Author
Jun Wang writes about how product management changes when the hidden operating assumptions behind the job begin to shift.
Product management
Writing
Lately I have kept returning to one question: how many of my past product decisions were real judgments, and how many were choices made under a set of assumptions nobody ever needed to question? AI is weakening many of those old assumptions at the same time.
Jun Wang writes about how product management changes when the hidden operating assumptions behind the job begin to shift.
I have been thinking a lot about how many product decisions were actually grounded in judgment, and how many were simply shaped by a set of assumptions nobody had ever needed to question.
This question is uncomfortable because the answer is probably not "all of them were pure judgment." Many of those assumptions were reasonable at the time. They were accepted so naturally that they felt like reality itself, almost like gravity.
After years of doing product work, I realised every experienced product manager carries an invisible operating system in their head. It never appears in any document, but it quietly shapes each decision.
In the past, a web platform, an iOS app, and a course system would usually mean a larger team and a much longer delivery cycle. With AI-assisted workflows, one person can now move much further across design, structure, implementation support, and iteration than before.
That does not mean product thinking matters less. It means product thinking and implementation capacity are no longer tied together in the same old way. AI reduces translation cost. Judgment still decides what should exist.
In other words, "multi-platform is too expensive" is no longer a stable assumption in the way it used to be. It did not become false because resources suddenly became abundant. It became weaker because the amount of resource needed to reach a useful level of implementation changed.

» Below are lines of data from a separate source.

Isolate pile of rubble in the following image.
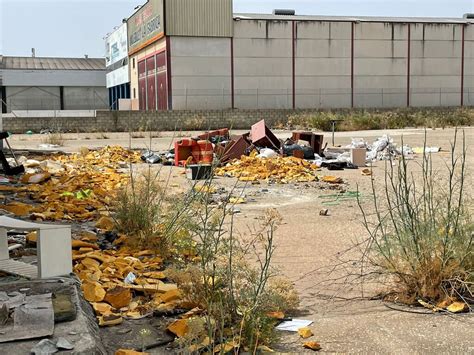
[216,151,318,184]
[72,236,187,326]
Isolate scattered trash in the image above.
[291,131,324,155]
[229,197,246,205]
[283,140,314,159]
[186,164,212,180]
[321,176,343,184]
[257,148,279,159]
[412,147,441,154]
[31,339,58,355]
[56,337,74,350]
[250,120,281,150]
[123,272,137,285]
[38,143,61,149]
[303,341,321,351]
[0,131,25,175]
[319,208,329,216]
[276,319,313,332]
[216,151,318,184]
[361,169,372,176]
[298,327,313,339]
[319,191,361,206]
[446,302,469,313]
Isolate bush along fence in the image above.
[3,107,474,133]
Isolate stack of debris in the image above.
[216,151,318,184]
[0,147,140,221]
[72,236,189,326]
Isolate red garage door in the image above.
[146,56,157,111]
[156,52,168,110]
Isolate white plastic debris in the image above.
[123,272,137,285]
[56,337,74,350]
[31,339,58,355]
[347,138,368,148]
[276,319,313,332]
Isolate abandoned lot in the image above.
[1,128,474,354]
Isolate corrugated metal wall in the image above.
[165,0,233,37]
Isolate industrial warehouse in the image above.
[103,0,474,110]
[0,0,474,355]
[0,53,108,113]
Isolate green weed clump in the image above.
[359,131,474,304]
[287,107,474,131]
[168,189,298,353]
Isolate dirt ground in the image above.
[7,128,474,354]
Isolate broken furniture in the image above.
[0,216,72,279]
[186,164,212,180]
[291,131,324,155]
[198,128,229,141]
[215,134,252,164]
[0,132,25,175]
[250,120,281,150]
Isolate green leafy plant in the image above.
[359,130,474,303]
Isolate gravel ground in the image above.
[7,128,474,354]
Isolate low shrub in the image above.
[359,131,474,304]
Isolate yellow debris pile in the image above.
[0,146,140,221]
[216,152,318,184]
[72,237,189,326]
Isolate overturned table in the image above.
[0,216,72,279]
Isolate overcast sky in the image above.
[0,0,474,57]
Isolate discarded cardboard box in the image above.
[186,164,212,180]
[291,131,324,155]
[351,148,367,167]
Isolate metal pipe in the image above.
[461,24,466,107]
[407,24,411,107]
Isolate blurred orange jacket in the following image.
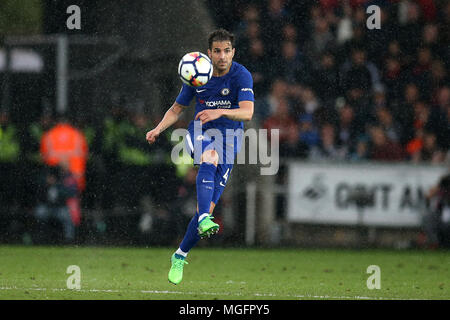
[41,123,88,191]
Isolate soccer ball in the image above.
[178,52,213,87]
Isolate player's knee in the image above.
[201,150,219,166]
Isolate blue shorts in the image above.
[185,125,239,204]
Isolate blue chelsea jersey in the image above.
[175,62,254,134]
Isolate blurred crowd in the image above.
[211,0,450,163]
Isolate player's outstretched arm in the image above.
[145,102,186,144]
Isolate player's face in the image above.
[208,41,234,76]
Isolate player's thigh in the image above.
[200,149,219,167]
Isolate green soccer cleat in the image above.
[197,215,219,238]
[168,253,188,284]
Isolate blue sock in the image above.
[180,212,200,253]
[196,162,217,217]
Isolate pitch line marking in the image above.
[0,287,415,300]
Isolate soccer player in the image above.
[146,29,254,284]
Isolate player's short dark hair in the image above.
[208,29,234,49]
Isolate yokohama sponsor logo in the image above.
[205,100,231,108]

Product teams often learn a reflex: if something sounds complex, reduce scope immediately. Sometimes that is still right. But AI changes the cost structure. A feature that is logically complex but clearly defined may now be much more feasible than it was before.
The real bottleneck is often not code volume. It is unclear boundaries, hidden trade-offs, and weak reasoning. Product managers who keep using old cost instincts may underrate high-value work that has become much more practical.
That means some features that were pushed out or cut entirely under the old cost structure are worth re-evaluating. Some are still not worth doing. But some were only "not worth doing" because the old implementation cost was too high.
The classic flow was simple: product defines, UX designs, UI refines, engineering implements, and testing verifies. Every handoff introduced delay and distortion. Today a product manager can often produce a working reference flow or prototype much earlier.
That does not replace engineering or design craft. But it does reduce the distance between intent and implementation. A reference implementation can express interaction logic much more clearly than a document alone.
This is why I increasingly think of AI-era product work as workflow design, not only artifact production. The PM is no longer just defining what should be built. The PM is increasingly designing how work moves from ambiguity to something testable and shippable.
AI also changes the speed of iteration. Ideas can move from rough framing to prototype, feedback, revision, and retest very quickly. When the cycle becomes shorter, requirements stop behaving like fixed instructions and start behaving more like active working material.
In AI-shaped teams, workflow becomes the real unit of work.
There is also a new kind of requirement debt here. Sometimes a requirement was written under a technology assumption that was reasonable at the time. But before the work finishes, AI capability moves, and the assumption is no longer true. If no one revisits it, the product keeps carrying a decision shaped by an outdated capability boundary.
Traditional requirement changes usually came from user feedback, market shifts, or business-priority changes. AI adds another kind of change: the implementation capability itself is evolving quickly.
That means some decisions inside a requirement may be compromises made because AI could not do something at the time. If that capability changes during the product cycle, the compromise does not disappear on its own. Someone has to notice that the old technical assumption no longer holds.
To me, that is a new kind of requirement debt. Not because the requirement was badly written, but because it was built on a technical limit that later moved.
AI also creates new traps. Faster implementation can tempt teams to skip problem framing. A prototype can quietly become the product definition, even if it reflects AI defaults more than product intent. And if one person moves much faster than the rest of the team, the collaboration rhythm can start to break.
That is why I do not see AI as a shortcut around product thinking. I see it as a force that makes product thinking more important, because weak assumptions are exposed much earlier.
The new traps are easy to miss because they do not look dramatic. Implementation speed can run ahead of thinking speed. A "reasonable" AI-generated solution can quietly replace product judgment. And if one person in the team moves much faster than everyone else, the team can lose synchronisation instead of gaining efficiency.
In the older model, product managers described what was needed and engineers decided how to build it. AI workflows make that boundary more blurred, because product managers can now create reference implementations and ask more precise technical questions.
This can reduce misunderstanding and make collaboration more efficient. But it can also encourage product managers to overstep and treat a prototype as if it were already the right engineering solution.
My own view is that a reference implementation is a starting point, not the final answer. It expresses product intent, but it should not replace engineering judgment.
I increasingly use AI to create what I think of as a runnable requirement. Before I trust a prototype, I write down my own expectation first: what the user should see, what the key path is, where they may hesitate, and what should happen next. Then I compare the prototype against that expectation.
This helps me use AI as a tool for validation, not as a quiet substitute for product judgment.
I also recalibrate MVP decisions differently now. The old hidden question used to be, "How much can we build in three months?" That still matters, but less than before. I now ask more directly, "What is the minimum I need to see to validate whether this direction is actually right?"
I also keep an explicit watchpoint on AI capability evolution. For ideas that once felt blocked by tool limitations, I revisit them periodically. That habit has already changed my view on what is now feasible.
This article is not saying that AI makes product managers unnecessary, and it is not saying that the old methods were wrong. Those methods were reasonable under the old constraint environment.
But if the constraint environment changes, continuing to operate with the same hidden operating system starts to create friction. It is like navigating a landscape that is being redrawn while still holding the old map.
What feels clearer to me now is this: the core value of a product manager has never really been "managing execution." It has been judging what is worth doing. AI changes many parts of the workflow, but it does not remove the need for that judgment.